Art is all about the impulse

The 28-year-old, who worked as a guest lecturer of art history at SSUS until recently, has displayed over 30 works for the exhibition.
Art is all about the impulse

KOCHI: “Art happens to me as I do chores that earn me a living,” says Muhammed Shafi S, artist and postgraduate in art history and aesthetics from the Faculty of Fine Arts, Maharaja Sayajirao University of Baroda. His solo exhibition that is currently underway at Pachamama Art Cafe is both an examination of ordinary human existence and a reflection of personal artistic growth. 

Shafi, who is currently a PhD scholar at Sree Sankaracharya University of Sanskrit (SSUS), Kalady, says he started drawing from a very young age. “For a long time, most of my works were either recreation of movie and cartoon characters or based on abstract shapes. My foray into figurative sketching happened only in early 2014 when I went to Shantiniketan for a couple of weeks along with a few art graduate friends of mine. There, I bought my first sketchbook and studied the human form closely to replicate faces and postures.

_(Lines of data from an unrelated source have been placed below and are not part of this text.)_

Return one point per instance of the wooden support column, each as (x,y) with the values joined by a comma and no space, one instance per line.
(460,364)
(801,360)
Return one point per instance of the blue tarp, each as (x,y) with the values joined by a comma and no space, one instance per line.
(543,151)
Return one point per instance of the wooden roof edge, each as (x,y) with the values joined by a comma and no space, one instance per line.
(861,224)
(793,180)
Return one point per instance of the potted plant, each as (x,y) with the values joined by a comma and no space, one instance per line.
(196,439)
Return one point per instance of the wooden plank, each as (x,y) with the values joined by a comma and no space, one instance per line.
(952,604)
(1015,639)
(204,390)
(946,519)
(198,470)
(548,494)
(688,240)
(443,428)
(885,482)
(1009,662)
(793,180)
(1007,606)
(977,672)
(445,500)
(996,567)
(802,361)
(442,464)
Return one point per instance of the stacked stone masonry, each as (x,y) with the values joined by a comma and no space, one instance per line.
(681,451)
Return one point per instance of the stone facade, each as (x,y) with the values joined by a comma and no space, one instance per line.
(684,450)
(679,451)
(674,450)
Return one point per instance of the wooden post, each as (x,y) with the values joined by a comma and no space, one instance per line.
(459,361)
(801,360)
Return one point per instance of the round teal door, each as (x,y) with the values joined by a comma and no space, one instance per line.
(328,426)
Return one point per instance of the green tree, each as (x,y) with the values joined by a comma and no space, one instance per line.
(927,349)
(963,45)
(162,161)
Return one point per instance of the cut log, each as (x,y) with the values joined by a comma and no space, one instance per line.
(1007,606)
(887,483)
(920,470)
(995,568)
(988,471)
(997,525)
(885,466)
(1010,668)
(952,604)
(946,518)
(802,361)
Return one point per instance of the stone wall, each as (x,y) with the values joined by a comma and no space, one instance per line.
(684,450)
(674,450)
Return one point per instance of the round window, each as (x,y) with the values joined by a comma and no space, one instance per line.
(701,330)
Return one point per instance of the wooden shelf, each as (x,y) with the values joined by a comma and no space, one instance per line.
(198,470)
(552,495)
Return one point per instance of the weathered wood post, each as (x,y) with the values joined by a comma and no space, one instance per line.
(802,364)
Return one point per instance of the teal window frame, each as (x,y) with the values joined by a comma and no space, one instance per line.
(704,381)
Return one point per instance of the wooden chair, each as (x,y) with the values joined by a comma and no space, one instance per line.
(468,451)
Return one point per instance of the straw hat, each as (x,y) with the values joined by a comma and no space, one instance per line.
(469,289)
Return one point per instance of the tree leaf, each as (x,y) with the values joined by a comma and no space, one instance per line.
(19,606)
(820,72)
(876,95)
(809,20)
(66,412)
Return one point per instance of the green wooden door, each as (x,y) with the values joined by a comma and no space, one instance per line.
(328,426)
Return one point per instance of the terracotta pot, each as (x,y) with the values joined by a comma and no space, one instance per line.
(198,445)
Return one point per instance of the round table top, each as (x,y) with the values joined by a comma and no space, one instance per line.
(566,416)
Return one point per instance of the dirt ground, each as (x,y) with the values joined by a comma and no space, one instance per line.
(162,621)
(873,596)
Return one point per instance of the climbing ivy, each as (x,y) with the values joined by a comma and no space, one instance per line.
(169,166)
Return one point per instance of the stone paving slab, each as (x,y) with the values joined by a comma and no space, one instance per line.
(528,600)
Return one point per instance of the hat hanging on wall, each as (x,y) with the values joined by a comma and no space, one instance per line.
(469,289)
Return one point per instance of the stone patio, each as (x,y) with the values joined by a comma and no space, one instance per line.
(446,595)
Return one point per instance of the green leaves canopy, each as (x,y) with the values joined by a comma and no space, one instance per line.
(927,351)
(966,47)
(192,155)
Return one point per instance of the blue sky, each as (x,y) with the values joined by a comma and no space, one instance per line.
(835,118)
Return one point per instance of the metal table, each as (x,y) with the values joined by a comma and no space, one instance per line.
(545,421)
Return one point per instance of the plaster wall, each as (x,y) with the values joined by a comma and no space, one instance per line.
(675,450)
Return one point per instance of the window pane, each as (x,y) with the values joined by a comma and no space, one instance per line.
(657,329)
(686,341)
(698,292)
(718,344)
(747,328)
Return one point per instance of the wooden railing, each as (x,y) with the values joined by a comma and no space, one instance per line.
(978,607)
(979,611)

You can call that my ‘serious’ attempt at drawing,” says Shafi.

The 28-year-old, who worked as a guest lecturer of art history at SSUS until recently, has displayed over 30 works for the exhibition. Primarily rendered in pencil, charcoal, dry pastels and watercolour, each frame traces Shafi’s evolution as an artist over the last six years. “Most of the portraits are of my friends in Baroda, there is also a series of sketches of my wife. Along with these, I have exhibited a few digital negatives and cyanotype prints. Cyanotype is a process of producing creative photo negatives which are cyan-blue,” he adds.

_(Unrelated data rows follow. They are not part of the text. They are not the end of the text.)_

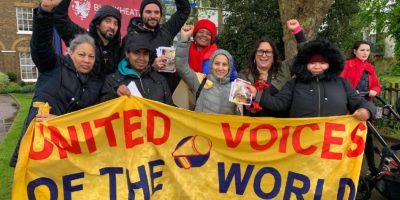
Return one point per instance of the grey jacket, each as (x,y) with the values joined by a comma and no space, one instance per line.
(214,99)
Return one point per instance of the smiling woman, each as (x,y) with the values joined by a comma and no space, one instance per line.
(266,69)
(134,71)
(66,83)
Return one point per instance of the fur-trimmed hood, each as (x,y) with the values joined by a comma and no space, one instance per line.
(324,48)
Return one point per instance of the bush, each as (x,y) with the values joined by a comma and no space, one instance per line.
(4,81)
(28,89)
(21,83)
(13,87)
(12,76)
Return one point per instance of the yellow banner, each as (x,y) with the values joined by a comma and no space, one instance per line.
(132,148)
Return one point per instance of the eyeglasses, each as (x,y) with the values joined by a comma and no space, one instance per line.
(262,52)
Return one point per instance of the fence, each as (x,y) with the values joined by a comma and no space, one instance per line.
(390,92)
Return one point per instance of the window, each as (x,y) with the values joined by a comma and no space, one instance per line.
(24,20)
(29,71)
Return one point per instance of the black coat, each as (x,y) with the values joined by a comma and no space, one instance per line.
(317,96)
(58,84)
(150,83)
(107,56)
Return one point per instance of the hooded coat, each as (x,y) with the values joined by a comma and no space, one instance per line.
(150,83)
(214,96)
(326,94)
(58,84)
(107,56)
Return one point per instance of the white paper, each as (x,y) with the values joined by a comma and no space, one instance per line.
(239,93)
(134,90)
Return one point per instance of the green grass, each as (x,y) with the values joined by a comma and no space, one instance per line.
(8,145)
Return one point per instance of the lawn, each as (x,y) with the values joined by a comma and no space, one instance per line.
(8,145)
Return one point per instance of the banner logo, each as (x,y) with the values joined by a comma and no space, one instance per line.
(192,151)
(81,8)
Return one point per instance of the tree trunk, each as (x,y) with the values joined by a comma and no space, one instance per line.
(310,14)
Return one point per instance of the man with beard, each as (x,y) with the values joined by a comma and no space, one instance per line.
(148,28)
(104,28)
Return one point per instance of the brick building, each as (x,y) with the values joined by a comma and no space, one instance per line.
(15,35)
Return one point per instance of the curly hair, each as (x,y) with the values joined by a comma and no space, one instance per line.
(324,48)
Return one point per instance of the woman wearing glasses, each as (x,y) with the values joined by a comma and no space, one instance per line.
(266,69)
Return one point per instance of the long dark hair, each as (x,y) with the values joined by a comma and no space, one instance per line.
(277,62)
(357,45)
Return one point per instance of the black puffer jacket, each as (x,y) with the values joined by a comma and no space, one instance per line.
(58,84)
(150,83)
(107,56)
(317,96)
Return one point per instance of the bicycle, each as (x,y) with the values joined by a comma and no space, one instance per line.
(387,181)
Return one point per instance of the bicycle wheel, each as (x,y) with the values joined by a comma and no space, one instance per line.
(363,189)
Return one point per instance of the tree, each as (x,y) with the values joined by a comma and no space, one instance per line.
(310,13)
(245,23)
(249,20)
(342,25)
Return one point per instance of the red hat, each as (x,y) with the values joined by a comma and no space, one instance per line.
(207,24)
(318,58)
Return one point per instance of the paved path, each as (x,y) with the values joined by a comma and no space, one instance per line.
(8,110)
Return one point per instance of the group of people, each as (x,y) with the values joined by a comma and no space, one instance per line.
(99,66)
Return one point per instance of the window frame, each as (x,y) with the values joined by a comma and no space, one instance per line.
(27,19)
(26,62)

For Shafi, art is both impulsive and mundane at the same time. “Art is inclusive of my existence. The intention to create something is not outside or distant. I am far from a professional ‘art creator’ whose works are a product to be sold,” he adds.

By calling his maiden exhibition ‘Texting while driving’, Shafi is not delivering a preachy sermon on road safety. Rather, the title is a metaphor for Shafi’s process and his journey as an artist. He thinks of using the phone while on the wheel as an ordinary behaviour. While involving a certain degree of awareness, it also requires you to be instinctive. “The phrase came to my mind all of sudden. It was as spontaneous as my decision to draw, so I thought it fit. The exhibit has nothing to do with actual driving. Also, I didn’t want a highbrow intellectual name,” says Shafi. The exhibition concludes on February 12.